Chapter 29. Conceived in Liberty 29. Rhode Island Holds Out
29. Rhode Island Holds Out
Almost on cue, now the Constitution received its first positive and emphatic setback. Predictably it came from Rogues’ Island. Little Rhode Island had been the only state that had staunchly, though by a close margin, refused to send delegates to the Constitution Convention. Now, in March 1788 the Rhode Island Assembly refused to call a state convention, and instead, by a heavy majority, it very democratically decided to turn this momentous decision over to the people in the various towns of the state.

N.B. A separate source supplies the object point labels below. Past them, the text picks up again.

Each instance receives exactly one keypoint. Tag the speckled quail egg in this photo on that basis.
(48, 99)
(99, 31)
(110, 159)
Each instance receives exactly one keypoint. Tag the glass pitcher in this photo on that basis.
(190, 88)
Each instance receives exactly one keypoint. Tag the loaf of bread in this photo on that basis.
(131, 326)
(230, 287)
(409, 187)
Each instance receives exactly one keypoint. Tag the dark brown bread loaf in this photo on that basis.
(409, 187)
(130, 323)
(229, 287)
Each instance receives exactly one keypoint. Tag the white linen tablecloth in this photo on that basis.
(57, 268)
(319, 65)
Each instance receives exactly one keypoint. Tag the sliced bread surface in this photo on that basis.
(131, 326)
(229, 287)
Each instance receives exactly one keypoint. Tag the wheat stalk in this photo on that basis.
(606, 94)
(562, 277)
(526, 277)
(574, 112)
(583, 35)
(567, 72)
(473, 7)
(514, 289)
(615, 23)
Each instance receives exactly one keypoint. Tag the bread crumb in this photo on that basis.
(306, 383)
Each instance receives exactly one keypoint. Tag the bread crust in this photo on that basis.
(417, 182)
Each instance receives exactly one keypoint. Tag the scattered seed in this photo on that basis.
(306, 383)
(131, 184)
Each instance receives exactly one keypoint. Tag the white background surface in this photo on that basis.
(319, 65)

The Assembly thus overrode the absurd decision of the Federalist minority that the state was somehow duty-bound to hold a convention even if the majority were opposed.

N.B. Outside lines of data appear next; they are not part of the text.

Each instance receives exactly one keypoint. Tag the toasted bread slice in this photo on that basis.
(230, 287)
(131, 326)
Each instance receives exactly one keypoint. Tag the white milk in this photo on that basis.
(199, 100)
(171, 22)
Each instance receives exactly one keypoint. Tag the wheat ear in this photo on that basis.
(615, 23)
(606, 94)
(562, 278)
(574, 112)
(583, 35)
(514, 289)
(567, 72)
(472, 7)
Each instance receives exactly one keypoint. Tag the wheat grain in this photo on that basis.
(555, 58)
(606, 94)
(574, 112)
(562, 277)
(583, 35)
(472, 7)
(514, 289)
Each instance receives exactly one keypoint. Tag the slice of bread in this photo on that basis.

The Federalists had quickly squashed an attempt in Massachusetts to turn the voting over to the towns, and now they boycotted the vote in most of the towns of Rhode Island. Hence, the vote of twenty-eight towns against the Constitution as against two in favor (Bristol and Little Compton) is quite misleading. The fact that almost no one voted in the two big port towns of Providence and Newport shows that both
places were overwhelmingly Federal. Professor Main, correcting for the towns with an abysmally low
total vote, estimates the true reflection of town sentiment in Rhode Island as twenty-three or twenty-four opposed to the Constitution, seven or six in favor (including the two main commercial centers of Providence and Newport, the bay towns of Bristol, Little Compton, Warren, and Jamestown, and Westerly on the old Narragansett coast). Once again the struggle over the Constitution was commercial-navigational versus rural-interior. Of the fourteen Rhode Island towns on the coast or bay, half were for and half were against the Constitution (and the two large ports were in favor); of the sixteen inland towns every single one was Antifederalist. The slave-plantation owners of the Narragansett lands also tended to be much less inimical to the Constitution than the rest of the interior.17- 17. [Editor’s footnote] Main, The Antifederalists, pp. 212–13.